Two thoughts on horizontal segmentation of database The problems that must be considered in the database to withstand the maximum amount of data

Source: Internet
Author: User
Tags md5 hash sprintf

In large and medium-sized projects, when the database is designed, the database or data table is usually split horizontally to reduce the pressure of a single library and a single table, taking into account the maximum amount of data that can be sustained. This section describes the data-table segmentation methods commonly used in two projects. Of course these methods are all in the program? Use a certain technique to route to a specific table. First of all, we need to confirm what to slice horizontally? In our system (SNS), the user's UID runs through the system, the only self-growth, according to this field sub-table, and better.

Method One: Use the MD5 hash

The procedure is to MD5 the UID and then take the first few (we take the first two bits) and then hash the different UID into a different user table (USER_XX).

1 functiongetTable( $uid){
2   $extsubstr( md5($uid) ,0 ,2 );
3   return"user_".$ext;
4 }

With this technique, we can scatter different UID into 256 user tables, user_00,user_01 ... user_ff. Because the UID is a number and increment, according to the MD5 algorithm, the user data can be almost evenly divided into different users table.

But there is a problem here, if we have more and more users of the system, it is bound to increase the amount of data on a single table, and according to this algorithm can not extend the table, this will return to the beginning of the article problems.

Method Two: Use Shift

The specific methods are:

1 publicfunction getTable( $uid) {
2  return"user_" . sprintf( "d", ($uid>> 20) );
3 }

Here, we will move the UID to the right 20 bits, so that we can put about the first 1 million of the user data in table user_0000, the second 1 million of the user data placed in the second table user_0001, so continue, if our users more and more, Just add the user table directly. Since we have reserved a table suffix of four bits, here we can add 10,000 user tables, namely user_0000,user_0001 ... user_9999. 10,000 tables, 1 million data per table, we can save 10 billion user records. Of course, if you have more user data than this, it does not matter, you just change the reserved table suffix to increase the table can be expanded, such as if there are 100 billion data, each table 1 million, then you need 100,000 tables, we just keep the table suffix 6 bits.

The above algorithm can also write a flexible point:

01 /**
02  * 根据UID分表算法
03  *
04  * @param int $uid  //用户ID
05  * @param int $bit    //表后缀保留几位
06  * @param int $seed //向右移动位数
07  */
08 functiongetTable( $uid , $bit , $seed){
09   return"user_" . sprintf( "%0{$bit}d" , ($uid>> $seed) );
10 }
Summarize

Both of these methods make the largest possible estimate of the amount of user data in our current system and estimate the maximum capacity of a single table in the database.
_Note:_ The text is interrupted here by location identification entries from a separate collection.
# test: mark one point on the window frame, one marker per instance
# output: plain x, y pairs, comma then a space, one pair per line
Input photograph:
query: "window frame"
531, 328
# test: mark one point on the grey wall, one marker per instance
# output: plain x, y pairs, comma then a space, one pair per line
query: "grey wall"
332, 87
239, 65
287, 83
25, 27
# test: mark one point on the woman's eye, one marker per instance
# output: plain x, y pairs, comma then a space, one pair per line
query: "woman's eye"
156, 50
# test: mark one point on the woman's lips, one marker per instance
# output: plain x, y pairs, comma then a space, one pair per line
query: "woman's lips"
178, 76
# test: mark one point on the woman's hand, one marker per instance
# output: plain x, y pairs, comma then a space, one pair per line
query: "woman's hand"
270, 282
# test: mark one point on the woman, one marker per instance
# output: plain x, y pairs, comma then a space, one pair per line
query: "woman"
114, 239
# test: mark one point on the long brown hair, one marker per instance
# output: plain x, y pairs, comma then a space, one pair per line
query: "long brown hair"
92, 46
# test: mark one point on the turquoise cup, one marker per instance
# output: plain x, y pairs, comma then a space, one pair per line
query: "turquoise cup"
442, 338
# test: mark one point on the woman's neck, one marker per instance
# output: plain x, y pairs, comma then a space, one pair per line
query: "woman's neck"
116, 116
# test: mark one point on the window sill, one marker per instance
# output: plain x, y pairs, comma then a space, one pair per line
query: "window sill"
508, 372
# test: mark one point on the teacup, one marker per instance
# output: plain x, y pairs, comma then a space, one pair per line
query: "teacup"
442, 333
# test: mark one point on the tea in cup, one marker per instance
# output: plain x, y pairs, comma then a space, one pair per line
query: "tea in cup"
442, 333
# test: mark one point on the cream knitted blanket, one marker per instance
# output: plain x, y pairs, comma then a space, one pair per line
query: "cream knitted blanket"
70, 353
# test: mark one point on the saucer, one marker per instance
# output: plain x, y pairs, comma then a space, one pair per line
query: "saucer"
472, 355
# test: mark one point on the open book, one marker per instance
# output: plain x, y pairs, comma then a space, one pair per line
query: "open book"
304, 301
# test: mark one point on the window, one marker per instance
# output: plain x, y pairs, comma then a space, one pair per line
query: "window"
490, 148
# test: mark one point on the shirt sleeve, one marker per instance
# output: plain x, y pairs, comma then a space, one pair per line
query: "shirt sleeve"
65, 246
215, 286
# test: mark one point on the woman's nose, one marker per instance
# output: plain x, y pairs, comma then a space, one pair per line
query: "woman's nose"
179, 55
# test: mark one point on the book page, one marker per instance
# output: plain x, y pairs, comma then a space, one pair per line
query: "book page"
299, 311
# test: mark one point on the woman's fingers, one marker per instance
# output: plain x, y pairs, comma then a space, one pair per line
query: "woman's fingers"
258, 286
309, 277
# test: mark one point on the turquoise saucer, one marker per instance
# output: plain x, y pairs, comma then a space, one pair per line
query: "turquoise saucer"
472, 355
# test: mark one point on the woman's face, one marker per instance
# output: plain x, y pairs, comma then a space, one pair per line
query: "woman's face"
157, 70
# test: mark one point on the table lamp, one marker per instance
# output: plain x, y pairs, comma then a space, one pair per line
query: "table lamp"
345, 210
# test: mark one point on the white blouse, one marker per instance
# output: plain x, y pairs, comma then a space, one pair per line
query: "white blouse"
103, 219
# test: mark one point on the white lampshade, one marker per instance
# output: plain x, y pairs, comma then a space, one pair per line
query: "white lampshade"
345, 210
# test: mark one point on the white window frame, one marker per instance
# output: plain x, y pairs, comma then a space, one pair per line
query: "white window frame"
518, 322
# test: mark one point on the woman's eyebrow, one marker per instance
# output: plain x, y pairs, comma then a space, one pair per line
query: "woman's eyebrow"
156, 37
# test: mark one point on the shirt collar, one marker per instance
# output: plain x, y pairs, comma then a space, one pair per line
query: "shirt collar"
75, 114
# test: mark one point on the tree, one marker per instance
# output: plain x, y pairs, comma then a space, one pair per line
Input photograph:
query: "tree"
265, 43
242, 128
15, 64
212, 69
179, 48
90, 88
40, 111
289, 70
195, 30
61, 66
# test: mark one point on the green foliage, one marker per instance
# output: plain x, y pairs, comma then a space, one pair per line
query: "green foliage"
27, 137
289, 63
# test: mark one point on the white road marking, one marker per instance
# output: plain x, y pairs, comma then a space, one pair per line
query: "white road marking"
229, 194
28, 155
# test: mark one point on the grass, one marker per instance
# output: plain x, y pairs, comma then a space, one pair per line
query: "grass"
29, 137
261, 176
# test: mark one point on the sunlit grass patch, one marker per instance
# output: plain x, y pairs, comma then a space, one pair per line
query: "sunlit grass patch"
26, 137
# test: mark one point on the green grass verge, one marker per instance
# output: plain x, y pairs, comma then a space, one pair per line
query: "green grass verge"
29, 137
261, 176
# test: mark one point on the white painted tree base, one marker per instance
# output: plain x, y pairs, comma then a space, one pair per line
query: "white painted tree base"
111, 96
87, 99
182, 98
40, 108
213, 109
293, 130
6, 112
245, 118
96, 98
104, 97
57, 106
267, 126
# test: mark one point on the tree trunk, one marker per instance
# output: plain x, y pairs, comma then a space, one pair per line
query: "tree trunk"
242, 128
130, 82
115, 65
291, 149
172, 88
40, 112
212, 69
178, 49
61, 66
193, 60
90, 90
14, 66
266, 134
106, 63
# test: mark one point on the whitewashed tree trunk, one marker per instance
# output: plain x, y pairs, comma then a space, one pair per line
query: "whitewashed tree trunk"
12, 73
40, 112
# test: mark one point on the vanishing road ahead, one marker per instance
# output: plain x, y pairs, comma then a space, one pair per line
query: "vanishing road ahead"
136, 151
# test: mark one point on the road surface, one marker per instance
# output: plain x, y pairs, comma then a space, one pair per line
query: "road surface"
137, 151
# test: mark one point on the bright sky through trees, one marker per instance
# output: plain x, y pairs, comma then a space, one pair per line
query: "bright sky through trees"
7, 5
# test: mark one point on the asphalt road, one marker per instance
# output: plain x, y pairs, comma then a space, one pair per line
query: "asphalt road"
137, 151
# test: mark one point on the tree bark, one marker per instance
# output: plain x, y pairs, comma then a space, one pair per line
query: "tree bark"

For example, if we estimate that the user of our system is 10 billion and the optimal data volume for a single table is 1 million, then we need to move the UID 20来 to ensure that each table is 1 million data, and the user table (USER_XXXX) Four bits are reserved to expand 10,000 tables.

Again, as the first scheme, each table 1 million, MD5 after the first two, there can only be 256 tables, the total system database is: 256*100 million; If you have a system with more total data than this, you will definitely want to MD5 the top three or four or even more bits.

Both methods are to slice the data horizontally into different tables, and the second method is more extensible than the first.

Go to (http://www.nowamagic.net/librarys/veda/detail/1528)

(go) Two ideas of horizontal segmentation of database The issues that must be considered in the database to withstand the maximum amount of data

Contact Us

The content source of this page is from Internet, which doesn't represent Alibaba Cloud's opinion; products and services mentioned on that page don't have any relationship with Alibaba Cloud. If the content of the page makes you feel confusing, please write us an email, we will handle the problem within 5 days after receiving your email.

If you find any instances of plagiarism from the community, please send an email to: info-contact@alibabacloud.com and provide relevant evidence. A staff member will contact you within 5 working days.

A Free Trial That Lets You Build Big!

Start building with 50+ products and up to 12 months usage for Elastic Compute Service

  • Sales Support

    1 on 1 presale consultation

  • After-Sales Support

    24/7 Technical Support 6 Free Tickets per Quarter Faster Response

  • Alibaba Cloud offers highly flexible support services tailored to meet your exact needs.